Hungry Eyes & Moving Scalps
I won't forget those huge round eyes, too big for her face and too empty and sad to be found on a child. The evening was dark, night surrounded us as did the ever-changing sounds and smells and sights of evening in the Jemaa_el-Fnaa, in Marrakesh, Morocco. Late November, actually Thanksgiving evening in the US, and it's unusually cold for this night not quite into the North African winter. In the bustling mix of snake charmers, sizzling meats and veggies, hot sweet mint tea, the warm elixir from snails guaranteed to cure all ails and the buzz that comes from crowds of people and music; I see her alone. She's closer to 1 than 2 years and appears fragile, ragged, simply standing in the dark night not held onto by anyone in the crowds, receiving neither love or warmth from an embrace. I am afraid she will be trampled. I shiver for her cold that goes much deeper than her skin or mine. She is lost, not simply in the crowd but in the world. How can she be here alone in the late evening, in the cold crowd, seeming to stare but not see, and seemingly not seen by anyone? She can't be much older than my son who is nearly 18 months yet there is little that is childlike about her except her size. I find warm milk to give to her but she doesn't drink well from the cup.
I can't abandon her in the crowds yet no one seems to notice or be concerned that she is alone. Through conversations in Arabic that I don't understand and walking and weaving through the evening crowds in the center market, we arrive at the police station. This nameless, abandoned little girl had a brother who is already deceased from a life lived in the elements born to a mother who lives on the streets in an endless inebriated condition. Are we simply to wait until she follows her brother out of this life?
I ask questions but there aren't answers.
I have become the American woman who is interested in the children, do I want one for myself? No, I explain I have two only 12 months apart and both under 18 months - one 5 months, the other 17 months. I do not need another child at the moment. I am a little harder to ignore - the tourist who will go away but married to the Moroccan who can take them to task for the negligence of the children.

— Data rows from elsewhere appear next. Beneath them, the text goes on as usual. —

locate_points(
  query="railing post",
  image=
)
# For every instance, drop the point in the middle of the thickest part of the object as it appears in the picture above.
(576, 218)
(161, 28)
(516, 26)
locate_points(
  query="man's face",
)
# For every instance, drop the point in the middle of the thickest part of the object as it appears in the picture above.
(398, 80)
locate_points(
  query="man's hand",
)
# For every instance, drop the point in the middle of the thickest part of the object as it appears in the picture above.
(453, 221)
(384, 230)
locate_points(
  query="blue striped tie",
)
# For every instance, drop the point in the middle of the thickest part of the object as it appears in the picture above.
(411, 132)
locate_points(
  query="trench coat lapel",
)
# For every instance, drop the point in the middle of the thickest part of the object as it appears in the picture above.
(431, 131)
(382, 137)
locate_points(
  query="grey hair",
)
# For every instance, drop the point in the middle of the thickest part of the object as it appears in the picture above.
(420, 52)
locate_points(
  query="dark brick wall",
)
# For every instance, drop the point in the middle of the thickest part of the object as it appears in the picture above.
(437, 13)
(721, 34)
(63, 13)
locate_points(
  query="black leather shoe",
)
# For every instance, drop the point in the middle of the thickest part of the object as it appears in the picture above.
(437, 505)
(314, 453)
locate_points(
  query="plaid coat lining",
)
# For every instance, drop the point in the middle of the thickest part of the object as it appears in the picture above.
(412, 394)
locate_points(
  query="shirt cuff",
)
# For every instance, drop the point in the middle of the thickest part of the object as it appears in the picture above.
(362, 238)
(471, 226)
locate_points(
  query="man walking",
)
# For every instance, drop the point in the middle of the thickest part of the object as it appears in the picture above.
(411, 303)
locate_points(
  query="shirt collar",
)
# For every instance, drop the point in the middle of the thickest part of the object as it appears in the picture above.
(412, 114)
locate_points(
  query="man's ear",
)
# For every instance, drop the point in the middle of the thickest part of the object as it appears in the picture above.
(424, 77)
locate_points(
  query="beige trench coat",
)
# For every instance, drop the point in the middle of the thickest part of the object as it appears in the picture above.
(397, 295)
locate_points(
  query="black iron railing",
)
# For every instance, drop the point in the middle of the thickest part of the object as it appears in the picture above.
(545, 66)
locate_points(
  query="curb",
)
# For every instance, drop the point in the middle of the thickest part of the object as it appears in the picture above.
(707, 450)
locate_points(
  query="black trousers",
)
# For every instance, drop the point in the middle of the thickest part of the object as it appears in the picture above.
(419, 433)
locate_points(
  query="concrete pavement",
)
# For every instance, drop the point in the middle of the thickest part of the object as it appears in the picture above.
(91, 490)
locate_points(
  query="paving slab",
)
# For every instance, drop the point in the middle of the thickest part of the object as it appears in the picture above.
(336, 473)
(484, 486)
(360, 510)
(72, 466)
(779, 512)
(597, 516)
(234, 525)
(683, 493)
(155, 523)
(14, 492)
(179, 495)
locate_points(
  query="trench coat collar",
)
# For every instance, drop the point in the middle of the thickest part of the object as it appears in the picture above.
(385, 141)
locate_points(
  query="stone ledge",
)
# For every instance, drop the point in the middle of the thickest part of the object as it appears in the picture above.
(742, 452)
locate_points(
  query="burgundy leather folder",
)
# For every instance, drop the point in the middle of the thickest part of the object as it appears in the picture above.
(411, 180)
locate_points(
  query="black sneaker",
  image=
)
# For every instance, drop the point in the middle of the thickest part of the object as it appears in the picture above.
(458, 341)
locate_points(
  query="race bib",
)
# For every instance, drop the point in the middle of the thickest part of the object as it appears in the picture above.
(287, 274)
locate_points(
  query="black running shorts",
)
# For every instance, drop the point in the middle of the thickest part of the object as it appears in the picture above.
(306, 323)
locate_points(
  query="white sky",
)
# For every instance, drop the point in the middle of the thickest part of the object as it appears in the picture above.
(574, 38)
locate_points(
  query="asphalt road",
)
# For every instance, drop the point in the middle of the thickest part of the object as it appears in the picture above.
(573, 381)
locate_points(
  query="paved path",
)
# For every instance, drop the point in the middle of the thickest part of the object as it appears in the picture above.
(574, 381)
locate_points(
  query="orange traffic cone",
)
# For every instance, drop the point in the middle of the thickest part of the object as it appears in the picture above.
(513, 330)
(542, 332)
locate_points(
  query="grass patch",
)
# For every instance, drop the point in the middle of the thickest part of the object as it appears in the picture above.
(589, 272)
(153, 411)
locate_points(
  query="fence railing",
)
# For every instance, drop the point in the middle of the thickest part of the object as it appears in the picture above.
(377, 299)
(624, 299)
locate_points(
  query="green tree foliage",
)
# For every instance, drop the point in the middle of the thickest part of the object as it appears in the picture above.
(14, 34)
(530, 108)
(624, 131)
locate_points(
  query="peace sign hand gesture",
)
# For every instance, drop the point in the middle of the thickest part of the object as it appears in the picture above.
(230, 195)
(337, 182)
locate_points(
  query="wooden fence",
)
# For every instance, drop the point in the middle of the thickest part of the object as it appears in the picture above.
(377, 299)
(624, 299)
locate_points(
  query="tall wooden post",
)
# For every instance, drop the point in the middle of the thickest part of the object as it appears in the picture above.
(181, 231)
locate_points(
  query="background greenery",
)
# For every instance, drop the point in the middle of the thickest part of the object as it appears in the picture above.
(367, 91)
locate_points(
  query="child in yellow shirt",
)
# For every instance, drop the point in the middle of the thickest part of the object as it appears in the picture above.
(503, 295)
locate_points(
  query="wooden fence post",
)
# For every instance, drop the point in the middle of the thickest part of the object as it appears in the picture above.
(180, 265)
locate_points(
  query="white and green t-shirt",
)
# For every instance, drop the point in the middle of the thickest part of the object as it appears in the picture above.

Now, many children begin to come. They have requests and needs. I don't understand them, I don't speak the language I don't know what they ask of me yet I see the need in their eyes. Someone translates for me, a young boy's words. He is 9, I think. He wants to study but needs books and materials for school. It is late evening and he is fervently speaking. I reach out my hand to pat his head and just as my hand hovers ever so close ... I freeze. His entire scalp is moving - not some tiny little nit, no, his entire scalp is covered with live, moving bugs. He idly swipes at his scalp with regular waves and my hand withdraws away from the full grown lice. He wants notebooks for school. I cannot concentrate on anything other than his head and my sudden need to scratch every surface of my body. He wants notebooks for school.
This "Just doesn't make sense" and it's not "the way it oughta be."
My desire and commitment for fair trade and opportunity takes hold just a bit stronger here near the Atlas Mountains.